On Big Men :: Colin McGowan

2011-06-27 Off By Colin McGowan

Nearly every team that has competed for a championship in the last decade has controlled the paint. Tyson Chandler anchored the 2010-11 Mavericks’ defense. Orlando, who reached the Eastern Conference Finals in 2009-10 and the NBA Finals in 2008-09, have Dwight Howard. In the early part of the decade, the Lakers had Shaq; now they have Pau Gasol, Andrew Bynum, and Lamar Odom. Until the Jeff Green Trade, Kendrick Perkins and Kevin Garnett were the backbone of the Celtics’ vaunted defense. There’s a reason Hubie Brown inflates like a canary’s chest when he talks about “the painted area.”

Here’s a list of the starting centers for both NBA Finals teams over the past decade:

Tyson Chandler (Mavericks) and Joel Anthony (Heat) in 2011

Andrew Bynum (Lakers) and Kendrick Perkins (Celtics) in 2010

Andrew Bynum (Lakers) and Dwight Howard (Magic) in 2009

Pau Gasol (Lakers) and Kendrick Perkins (Celtics) in 2008

Fabricio Oberto (Spurs) and Zydrunas Ilgauskas (Cavaliers) in 2007

Shaquille O’Neal (Heat) and Erick Dampier (Mavericks) in 2006

Nazr Mohammed (Spurs) and Ben Wallace (Pistons) in 2005

Ben Wallace (Pistons) and Shaquille O’Neal (Lakers) in 2004

David Robinson (Spurs) and Jason Collins (Nets) in 2003

Shaquille O’Neal (Lakers) and Jason Collins (Nets) in 2002

The list is misleading in a couple places. Tim Duncan played a lot of minutes at center for those Spurs teams, and Andrew Bynum only played about 20 MPG for the Lakers in 2009, but the list largely represents who each team’s interior presence was during their championship run. With a few exceptions, the guys listed above are efficient players on the offensive end. Players like Shaq or Gasol are incredibly efficient due to their tremendous post-up games, but most of these players (Chandler and Perkins in particular) are efficient because they bust their butts on the offensive glass, convert put-backs, and flush the ball when a teammate hits them with a good pass. On the defensive end, nearly all of the above players are difference-makers due to their shot-blocking ability (Howard, Bynum), ability to guard the other team’s best post player one-on-one (Perkins, Anthony, even Collins), and/or relentless activity levels (Chandler, Oberto, Wallace). And nearly everyone on this list is a good to great rebounder on both ends of the floor, with my highest compliments to Pau Gasol and Tyson Chandler, who are masters at tipping offensive rebounds to teammates.

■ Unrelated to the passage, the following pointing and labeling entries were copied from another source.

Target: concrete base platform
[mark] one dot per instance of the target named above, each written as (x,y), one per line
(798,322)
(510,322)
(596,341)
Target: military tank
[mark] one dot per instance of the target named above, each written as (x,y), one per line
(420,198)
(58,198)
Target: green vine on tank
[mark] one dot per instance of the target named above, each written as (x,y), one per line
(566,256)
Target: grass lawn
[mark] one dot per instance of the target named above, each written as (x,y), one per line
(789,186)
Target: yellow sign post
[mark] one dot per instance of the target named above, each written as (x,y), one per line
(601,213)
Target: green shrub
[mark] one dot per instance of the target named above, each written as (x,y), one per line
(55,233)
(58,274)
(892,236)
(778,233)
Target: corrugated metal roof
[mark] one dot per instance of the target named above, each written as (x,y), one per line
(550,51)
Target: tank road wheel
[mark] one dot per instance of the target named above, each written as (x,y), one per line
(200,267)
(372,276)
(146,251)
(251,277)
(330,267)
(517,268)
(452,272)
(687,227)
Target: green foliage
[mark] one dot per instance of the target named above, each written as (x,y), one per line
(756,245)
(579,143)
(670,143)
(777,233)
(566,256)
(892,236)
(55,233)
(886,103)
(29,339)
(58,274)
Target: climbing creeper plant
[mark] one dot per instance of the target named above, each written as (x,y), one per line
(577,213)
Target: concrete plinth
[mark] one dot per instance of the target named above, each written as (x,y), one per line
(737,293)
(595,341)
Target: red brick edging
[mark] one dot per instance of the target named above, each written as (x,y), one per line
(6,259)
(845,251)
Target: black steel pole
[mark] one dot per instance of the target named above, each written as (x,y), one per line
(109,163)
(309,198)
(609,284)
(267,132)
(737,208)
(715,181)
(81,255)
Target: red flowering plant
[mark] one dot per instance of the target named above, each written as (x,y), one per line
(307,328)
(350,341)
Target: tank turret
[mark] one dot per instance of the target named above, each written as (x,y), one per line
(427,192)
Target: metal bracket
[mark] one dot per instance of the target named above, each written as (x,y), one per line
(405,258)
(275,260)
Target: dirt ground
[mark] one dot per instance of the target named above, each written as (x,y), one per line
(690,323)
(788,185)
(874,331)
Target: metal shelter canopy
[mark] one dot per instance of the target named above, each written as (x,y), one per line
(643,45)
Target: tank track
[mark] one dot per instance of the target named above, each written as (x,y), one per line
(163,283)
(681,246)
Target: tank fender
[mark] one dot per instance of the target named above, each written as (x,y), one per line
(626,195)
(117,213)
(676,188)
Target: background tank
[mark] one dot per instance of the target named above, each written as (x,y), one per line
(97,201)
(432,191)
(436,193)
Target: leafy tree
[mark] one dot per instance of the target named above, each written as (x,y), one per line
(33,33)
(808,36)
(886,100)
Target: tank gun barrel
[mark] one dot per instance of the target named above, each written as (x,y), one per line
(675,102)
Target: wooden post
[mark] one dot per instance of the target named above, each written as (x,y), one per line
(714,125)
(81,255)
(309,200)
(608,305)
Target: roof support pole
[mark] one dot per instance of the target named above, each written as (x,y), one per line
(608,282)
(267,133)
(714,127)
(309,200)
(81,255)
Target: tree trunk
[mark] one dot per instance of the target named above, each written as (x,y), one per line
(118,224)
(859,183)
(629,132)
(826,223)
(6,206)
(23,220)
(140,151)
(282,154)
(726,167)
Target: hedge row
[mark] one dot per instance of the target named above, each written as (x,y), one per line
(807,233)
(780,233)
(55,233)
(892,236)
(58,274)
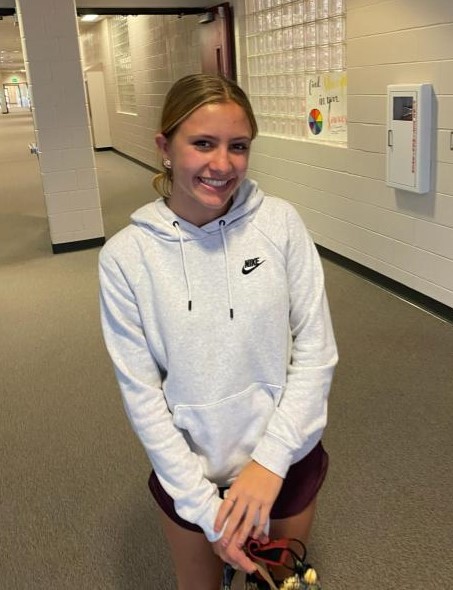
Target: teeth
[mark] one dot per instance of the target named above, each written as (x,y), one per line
(214,182)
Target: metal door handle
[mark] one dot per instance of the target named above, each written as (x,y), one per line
(390,138)
(34,149)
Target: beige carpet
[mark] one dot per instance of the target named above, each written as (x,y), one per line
(74,507)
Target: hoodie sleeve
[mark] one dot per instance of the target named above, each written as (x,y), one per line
(177,467)
(297,424)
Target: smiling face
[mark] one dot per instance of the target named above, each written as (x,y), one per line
(209,155)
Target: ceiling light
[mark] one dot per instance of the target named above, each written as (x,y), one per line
(90,18)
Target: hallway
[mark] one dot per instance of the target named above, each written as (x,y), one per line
(75,511)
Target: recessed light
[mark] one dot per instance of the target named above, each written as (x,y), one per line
(90,18)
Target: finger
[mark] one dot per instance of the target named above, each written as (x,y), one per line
(223,513)
(234,521)
(238,559)
(258,532)
(248,523)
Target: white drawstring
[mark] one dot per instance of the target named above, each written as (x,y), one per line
(225,250)
(184,265)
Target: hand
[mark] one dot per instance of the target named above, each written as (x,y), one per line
(247,508)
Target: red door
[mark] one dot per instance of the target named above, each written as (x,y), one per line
(217,41)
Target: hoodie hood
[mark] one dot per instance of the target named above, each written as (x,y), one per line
(160,219)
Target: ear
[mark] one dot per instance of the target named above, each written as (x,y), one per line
(162,143)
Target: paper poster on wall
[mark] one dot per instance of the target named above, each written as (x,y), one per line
(326,107)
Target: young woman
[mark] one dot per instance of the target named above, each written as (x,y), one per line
(215,316)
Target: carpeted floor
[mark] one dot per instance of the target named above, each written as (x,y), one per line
(74,508)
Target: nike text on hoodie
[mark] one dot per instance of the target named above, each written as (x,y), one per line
(222,343)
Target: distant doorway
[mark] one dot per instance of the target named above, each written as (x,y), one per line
(16,96)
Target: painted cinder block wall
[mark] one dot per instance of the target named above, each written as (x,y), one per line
(340,191)
(66,160)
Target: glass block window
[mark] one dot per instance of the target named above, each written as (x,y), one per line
(290,43)
(122,64)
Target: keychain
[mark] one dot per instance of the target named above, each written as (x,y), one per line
(276,553)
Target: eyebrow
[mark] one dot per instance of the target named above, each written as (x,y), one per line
(215,137)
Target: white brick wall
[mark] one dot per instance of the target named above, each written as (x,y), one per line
(52,58)
(163,48)
(340,192)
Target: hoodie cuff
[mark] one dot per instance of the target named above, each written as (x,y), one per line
(273,454)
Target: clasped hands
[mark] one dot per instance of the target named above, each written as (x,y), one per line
(246,511)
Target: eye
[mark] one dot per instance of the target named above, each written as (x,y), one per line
(202,144)
(240,147)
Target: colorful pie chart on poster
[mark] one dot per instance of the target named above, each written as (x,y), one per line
(315,121)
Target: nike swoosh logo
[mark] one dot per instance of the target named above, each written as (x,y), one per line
(246,271)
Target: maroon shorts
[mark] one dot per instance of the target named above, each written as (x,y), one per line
(300,486)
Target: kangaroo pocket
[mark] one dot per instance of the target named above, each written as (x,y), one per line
(225,433)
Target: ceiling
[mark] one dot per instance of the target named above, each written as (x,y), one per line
(11,58)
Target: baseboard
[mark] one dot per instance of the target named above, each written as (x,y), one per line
(79,245)
(411,295)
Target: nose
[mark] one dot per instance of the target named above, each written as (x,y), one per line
(221,161)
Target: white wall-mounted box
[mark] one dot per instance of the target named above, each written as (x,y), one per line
(409,121)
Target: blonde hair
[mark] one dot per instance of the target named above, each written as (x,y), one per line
(186,96)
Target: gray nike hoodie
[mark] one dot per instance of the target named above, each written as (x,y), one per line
(222,343)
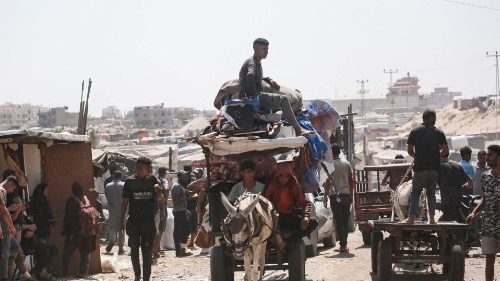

You’ll also notice, if you swap Tim Duncan in for the two Spurs centers in 2005 and 2007 (neither of whom played more than 23 MPG during the playoffs), the team with the better center has won eight of the last ten championships. Not all of those center matchups are a clash of titans (David Robinson vs. Jason Collins is a deceptively irrelevant because Robinson reeked of embalming fluid by the 2003 Finals), but most of them were crucial in their own way, even when they weren’t the key matchup in the series. LeBron’s struggles aside, if Joel Anthony plays Tyson Chandler to a standstill, Miami hoists the Larry O’Brien Trophy, and the world is spared a million blustery proclamations about how Dallas won a championship “the right way.”

This pseudo-analysis (I’m conceding that stat nerds might want to hit me right now) reveals a couple of problems with Tristan Thompson. He does a lot of things that the centers above do (block shots, get offensive rebounds, work hard on both ends of the floor), but he’s 6’9”. This might prove Thompson’s fatal flaw. Were he a few inches taller, his game wouldn’t need nearly as much work. A Tristan Thompson standing 6’11” would need to learn how to box out better on defense, shoot free throws at a capable clip, and maybe hit the weight room. If he developed a post-up or face-up game or a 16-footer, he would be considered one of the best four or five centers in the league.

But 6’9” Thompson needs that 16-footer just to be an effective offensive player, and, by extension, not considered a bust. Because centers don’t score prodigiously. During the 2010-11 NBA season, only two centers averaged more than 16 points per game: Dwight Howard and Brook Lopez. By contrast, 16 power forwards scored at least 16 points per game. Centers defend and pick up garbage buckets, but power forwards need to have a more polished offensive game. This makes sense because if a team possesses a starting PF/C tandem that averages, say, 21 points per game, it places a tremendous burden on the rest of the team’s starters—players who are more likely to rely on jumpers and whose games are less efficient by definition. Thompson needs to develop offensively because it’s difficult to envision a Cavalier starting lineup that features three Kevin Martin-like perimeter scorers. Upon that jumper (and face-up game? Has he mentioned a face-up game? He should develop a face-up game!) rests his having any semblance of an offensive game, and, by extension, the Cavs being worth a damn.

So, the Cavs drafted a super-athletic 6’9” guy with a center’s game. Which would be intriguing at #8 or understandable if they did not have the option of drafting a 7-footer with a center’s game. It has been written by others (cheers, Kevin), but I find it baffling that the Cavaliers, when confronted with the choice of selecting either: A.) the 7-footer who could become Euro Joakim Noah or B.) the athletic power forward with no offensive game who could become Tyrus Thomas if Tyrus Thomas was, like, good, they chose the power forward. One paradigm is definitely a cog in a championship squad; the other paradigm is… well, since Tyrus Thomas is sort of horrible, we have no idea.

Which is why Chris Grant will be serenaded with Pritchardian praise if the young Canadian-turned-Texan-turned-Clevelander pans out. If Thompson is posting some sublime, bizarre stat-lines in five years, Grant will have carved his name into Conventional Wisdom’s wrinkly backside. I’m all for it in theory. The Who Needs Positions? Revolution, for example, is alluring to me as someone who would like to see the Laws of What Works in Basketball bend and warp beneath the scorching heat of talent and athleticism. So, Actually Good Tyrus Thomas is fascinating to me. But I’m a coward at heart; in the interim I’ll be perplexedly pacing around my kitchen, mumbling something about how much I love Tyson Chandler.